A 2.50-g sample of powdered zinc is added to 100.0 mL of a 2.00-M aqueous solution of hydrobromic acid in a calorimeter. The total heat capacity of the calorimeter and solution is 448 J/K. The observed increase in temperature is 21.1 K at a constant pressure of one bar. Using these data, calculate the standard enthalpy of reaction.
Zn(s)+2HBr(aq) --> ZnBr2(aq)+H2(g)
To calculate the standard enthalpy of reaction, we need to use the equation:
ΔH° = q / n
where ΔH° is the standard enthalpy of reaction, q is the heat transferred during the reaction, and n is the number of moles of the limiting reactant.
To solve this problem, we need to determine the heat transferred during the reaction and the number of moles of the limiting reactant. Let's break down the steps:
Step 1: Calculate the heat transferred (q)
In a calorimeter, the heat transferred (q) is given by the formula:
q = CΔT
where q is the heat transferred, C is the total heat capacity of the calorimeter and solution, and ΔT is the change in temperature.
In this case, we are given that C = 448 J/K and ΔT = 21.1 K, so we can calculate q as follows:
q = 448 J/K * 21.1 K
q = 9444.8 J
Step 2: Calculate the number of moles of the limiting reactant (n)
To determine the limiting reactant, we need to compare the stoichiometric ratios from the balanced chemical equation.
From the balanced equation: Zn(s) + 2HBr(aq) -> ZnBr2(aq) + H2(g)
We can see that the stoichiometric ratio between Zn and HBr is 1:2. Given that we have 2.50 g of Zn, we need to convert it to moles.
First, calculate the molar mass of Zn:
Molar mass of Zn = 65.38 g/mol
Now, calculate the number of moles of Zn:
moles of Zn = mass of Zn / molar mass of Zn
moles of Zn = 2.50 g / 65.38 g/mol
moles of Zn = 0.0382 mol
Since the stoichiometric ratio between Zn and HBr is 1:2, the number of moles of HBr is twice that of Zn:
moles of HBr = 2 * 0.0382 mol
moles of HBr = 0.0764 mol
Step 3: Calculate the standard enthalpy of reaction (ΔH°)

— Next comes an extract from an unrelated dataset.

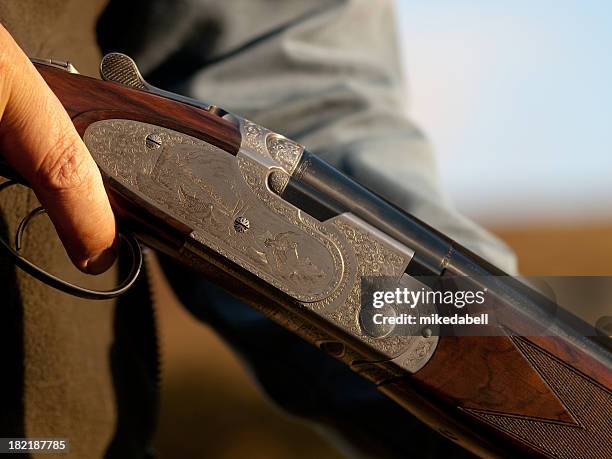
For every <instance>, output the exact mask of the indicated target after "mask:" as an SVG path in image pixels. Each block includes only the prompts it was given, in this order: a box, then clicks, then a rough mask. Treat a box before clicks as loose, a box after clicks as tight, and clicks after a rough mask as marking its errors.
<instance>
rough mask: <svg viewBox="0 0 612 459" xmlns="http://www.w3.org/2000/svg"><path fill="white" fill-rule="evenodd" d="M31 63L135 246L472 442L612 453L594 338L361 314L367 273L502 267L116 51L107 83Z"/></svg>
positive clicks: (565, 334)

Using the equation ΔH° = q / n, we can now calculate the standard enthalpy of reaction:
ΔH° = 9444.8 J / 0.0764 mol
ΔH° = 123547.6 J/mol
Since enthalpy is typically reported in kilojoules per mole (kJ/mol), we can convert the result to kJ/mol by dividing by 1000:
ΔH° = 123.55 kJ/mol
Therefore, the standard enthalpy of reaction for the given reaction is 123.55 kJ/mol.